Lunar recession/asteroid occn's

Bill J Gray Oct 31 6:05 PM

Paul, the lunar recession is indeed built in to the various
theories of lunar motion. For dates a millennia or more ago, the
main cause of error is the fact that the rate of recession is
known only to middling accuracy.

This is linked to the Delta-T problem. Basically, angular
momentum has to be conserved; in this case, the Earth's spin
decreases, and the angular momentum goes to the moon. (I vaguely
remember a freshman physics problem along the lines of, "If the
moon is receding at three centimeters/year, at what rate is
the earth's spin decreasing?")

Shawn, Guide _can_ display asteroid occultation paths with
wonderful accuracy.
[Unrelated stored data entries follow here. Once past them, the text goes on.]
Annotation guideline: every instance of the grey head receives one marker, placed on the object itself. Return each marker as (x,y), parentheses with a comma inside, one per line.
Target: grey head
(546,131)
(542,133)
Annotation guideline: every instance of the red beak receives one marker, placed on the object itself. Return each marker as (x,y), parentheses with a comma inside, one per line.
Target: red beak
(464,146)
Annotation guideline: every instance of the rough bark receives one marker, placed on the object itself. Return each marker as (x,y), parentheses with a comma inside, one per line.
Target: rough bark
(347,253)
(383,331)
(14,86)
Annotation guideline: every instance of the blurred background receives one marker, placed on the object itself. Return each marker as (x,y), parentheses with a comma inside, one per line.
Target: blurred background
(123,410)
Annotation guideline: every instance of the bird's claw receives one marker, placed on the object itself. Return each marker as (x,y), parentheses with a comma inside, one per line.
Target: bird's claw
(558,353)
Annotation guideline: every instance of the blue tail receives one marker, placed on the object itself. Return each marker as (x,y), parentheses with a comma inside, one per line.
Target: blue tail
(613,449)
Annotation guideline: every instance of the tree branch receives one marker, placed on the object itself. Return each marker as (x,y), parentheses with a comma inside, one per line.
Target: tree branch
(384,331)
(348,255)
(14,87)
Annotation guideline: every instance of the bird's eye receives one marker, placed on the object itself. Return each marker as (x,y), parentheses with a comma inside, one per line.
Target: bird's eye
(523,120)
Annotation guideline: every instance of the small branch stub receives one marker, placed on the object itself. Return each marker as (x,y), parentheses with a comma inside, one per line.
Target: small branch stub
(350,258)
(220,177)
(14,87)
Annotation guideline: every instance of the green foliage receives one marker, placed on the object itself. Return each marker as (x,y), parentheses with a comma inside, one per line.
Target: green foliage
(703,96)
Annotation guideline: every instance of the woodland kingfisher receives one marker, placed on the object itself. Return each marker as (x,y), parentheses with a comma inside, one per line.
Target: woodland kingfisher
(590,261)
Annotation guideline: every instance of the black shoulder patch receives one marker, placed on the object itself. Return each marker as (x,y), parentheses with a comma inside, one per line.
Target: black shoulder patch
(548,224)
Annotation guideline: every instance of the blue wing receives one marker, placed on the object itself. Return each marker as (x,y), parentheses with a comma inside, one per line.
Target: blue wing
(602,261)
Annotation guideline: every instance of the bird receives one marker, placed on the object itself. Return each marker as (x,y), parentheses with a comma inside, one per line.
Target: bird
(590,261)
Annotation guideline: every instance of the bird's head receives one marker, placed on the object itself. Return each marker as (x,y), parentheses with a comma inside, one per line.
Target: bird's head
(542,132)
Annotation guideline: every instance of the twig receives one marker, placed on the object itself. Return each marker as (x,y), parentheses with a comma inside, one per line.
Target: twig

But you do have to go to a lot of effort
to do it.

Just using MPCORB will fail on several counts. You really
need an orbit based on highly accurate astrometry in the Hipparcos
reference frame. The FASTT program at the Naval Observatory in
Flagstaff, Arizona produces most of this data; I occasionally
get some from folks at Table Mountain as well. You use this
highly-accurate data, plus occasionally some older, less
accurate observations to increase the baseline, and compute
an orbit with an epoch close to that of the event. (MPCORB
can be as much as 100 days away from "the present", because
its epoch changes at 200-day intervals. You can be ignoring
up to 100 days of perturbations.)

Some people have taken FASTT/Table Mountain astrometry,
run it through Find_Orb, gotten elements, and fed them into
Guide. At that point, the asteroid is OK. I just did it,
and got the following orbit:

Orbital elements:
(431)
Perihelion 2001 Nov 2.801867 TT
Epoch 2002 Nov 3.0 TT = JDT 2452581.5
M 64.98617 (2000.0) P Q
n 0.17794772 Peri. 212.38111 0.86420774 0.50233804
a 3.1304571 Node 117.43880 -0.01567355 -0.02471558
e 0.1783031 Incl. 1.82796 0.54544401 1.80365084
P 5.54 H 9.0 G 0.15 q 2.5722868
From 87 observations 1998 Feb. 24-2002 Oct. 30; RMS error 0.148 arcseconds

Save the above elements to a file, and use "Extras... Add MPC
Comets/Asteroids", and the elements will be imported and the
revised object shown. (Click for 'more info' on it, and you'll
see that the epoch is 3 November.)

Your next problem is usually the star, but in this case, it's
a HIP star with a nice, solid position. You can right-click on
the star, then on the asteroid, then on "Extras... Show
Eclipse", and get a "right" path. Add markings at 15-second
intervals, and you get...

http://www.projectpluto.com/nephele.png

This one runs about 1/3 path north of Steve Preston's result
(mentioned in your post) and about 15 seconds "early" relative to
his result. Steve has probably included some older observations
and done some better filtering of bad observations, and you should
take the path on his site in preference to the one I just hastily
computed. (Steve ran some tests comparing OCCULT, his
program of choice, with Guide, using identical data. The programs
are in decent agreement, though there are differences of up to a
few kilometers that we've not puzzled out yet. We can't even say
which program is wrong.)

It looks as if both you (in Nashville) and me (in Maine) have
some chance of observing this event.